Below I show charts based upon the “overall review” data using the original data and three different sampling techniques. Simple Random sampling without replacement, Systematic Sampling and stratified sampling.

Simple Random without Replacement randomly selects from the dataset and does not return the data back to the set to be chosen again. This ensures each row selected will be unique and will not cause the sample to be skewed.

Systematic sampling selects a number which will represent the first item to be included in the sample, then utilizes a sampling interval which determines how many items to skip over before selecting the next item for the sample. This is continued until the end of the population is reached.

The last method is stratified sampling. First the population is divided into mutually exclusive sub-groups and from within those groups, members are randomly chosen to participate in the sample.

Please note that each chart appears very similar in shape, but the number of samples taken for each is drastically different. The original dataset has 1.56M rows, but only 250K were used for systematic, 30K for Simple random sampling without replacement and 1k for stratified sampling.

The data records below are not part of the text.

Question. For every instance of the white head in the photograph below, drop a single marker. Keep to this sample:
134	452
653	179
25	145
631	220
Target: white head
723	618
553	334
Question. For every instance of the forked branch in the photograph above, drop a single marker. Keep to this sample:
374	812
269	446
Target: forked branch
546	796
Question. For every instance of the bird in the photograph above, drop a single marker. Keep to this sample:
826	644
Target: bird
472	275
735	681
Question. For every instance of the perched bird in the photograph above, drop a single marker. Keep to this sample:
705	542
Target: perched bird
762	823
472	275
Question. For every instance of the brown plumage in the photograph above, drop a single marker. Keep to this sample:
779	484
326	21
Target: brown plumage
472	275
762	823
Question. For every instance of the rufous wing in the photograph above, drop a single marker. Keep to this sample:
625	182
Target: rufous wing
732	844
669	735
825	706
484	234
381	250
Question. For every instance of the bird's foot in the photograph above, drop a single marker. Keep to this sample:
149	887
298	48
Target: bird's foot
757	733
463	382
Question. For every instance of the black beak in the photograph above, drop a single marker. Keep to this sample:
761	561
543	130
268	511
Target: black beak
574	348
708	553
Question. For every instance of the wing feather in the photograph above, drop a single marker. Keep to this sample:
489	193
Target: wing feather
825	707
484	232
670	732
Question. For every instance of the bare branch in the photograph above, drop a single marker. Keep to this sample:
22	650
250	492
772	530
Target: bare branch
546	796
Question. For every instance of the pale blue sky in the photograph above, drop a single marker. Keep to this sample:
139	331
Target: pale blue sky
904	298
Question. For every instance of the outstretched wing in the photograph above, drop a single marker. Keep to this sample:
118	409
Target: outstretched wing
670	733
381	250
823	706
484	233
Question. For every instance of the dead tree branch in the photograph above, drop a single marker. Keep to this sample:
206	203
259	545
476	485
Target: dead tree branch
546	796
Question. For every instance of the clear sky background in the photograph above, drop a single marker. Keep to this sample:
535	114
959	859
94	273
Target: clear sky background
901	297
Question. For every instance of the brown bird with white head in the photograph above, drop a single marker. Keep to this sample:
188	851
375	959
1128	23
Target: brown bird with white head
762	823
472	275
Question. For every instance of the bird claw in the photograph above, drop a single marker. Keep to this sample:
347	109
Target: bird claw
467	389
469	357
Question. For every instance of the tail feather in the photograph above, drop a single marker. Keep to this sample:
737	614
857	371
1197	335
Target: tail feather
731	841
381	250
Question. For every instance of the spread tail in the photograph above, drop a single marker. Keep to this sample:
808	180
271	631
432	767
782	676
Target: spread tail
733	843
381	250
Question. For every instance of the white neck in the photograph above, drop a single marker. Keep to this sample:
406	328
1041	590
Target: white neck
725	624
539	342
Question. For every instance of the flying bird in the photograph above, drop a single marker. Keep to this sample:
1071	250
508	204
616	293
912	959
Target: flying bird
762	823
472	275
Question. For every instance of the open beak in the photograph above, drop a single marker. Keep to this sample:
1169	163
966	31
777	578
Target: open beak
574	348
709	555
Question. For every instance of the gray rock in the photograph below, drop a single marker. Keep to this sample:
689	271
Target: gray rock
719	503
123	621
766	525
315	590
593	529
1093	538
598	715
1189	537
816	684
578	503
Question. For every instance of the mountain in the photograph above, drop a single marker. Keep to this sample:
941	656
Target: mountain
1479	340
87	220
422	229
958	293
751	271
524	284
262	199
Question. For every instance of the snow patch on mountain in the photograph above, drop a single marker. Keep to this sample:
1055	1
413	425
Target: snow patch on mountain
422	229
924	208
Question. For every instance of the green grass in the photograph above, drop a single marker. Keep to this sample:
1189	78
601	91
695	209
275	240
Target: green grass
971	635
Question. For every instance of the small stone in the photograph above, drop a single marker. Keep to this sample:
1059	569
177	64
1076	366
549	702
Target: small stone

While the shapes are very similar, upon closer inspection you can see that there are some variances. Within the systematic sampling chart the 3.5 value is only ~43K but the 4.5 is ~60k. On all of the other charts these two very close to being the same number. As I mentioned before sampling can prove to be invaluable when a dataset is simply too large to work with, but caution needs to be exercised as it can cause proportional skewing.

Conclusion

This is a large and diverse dataset with many avenues to explore beyond what I touched upon in this report. I could see this data being used for data mining or predictive analytics to help breweries reach new customers who have liked other similar beers, or perhaps to brew a new beer in a popular style or ABV where they do not currently have a product.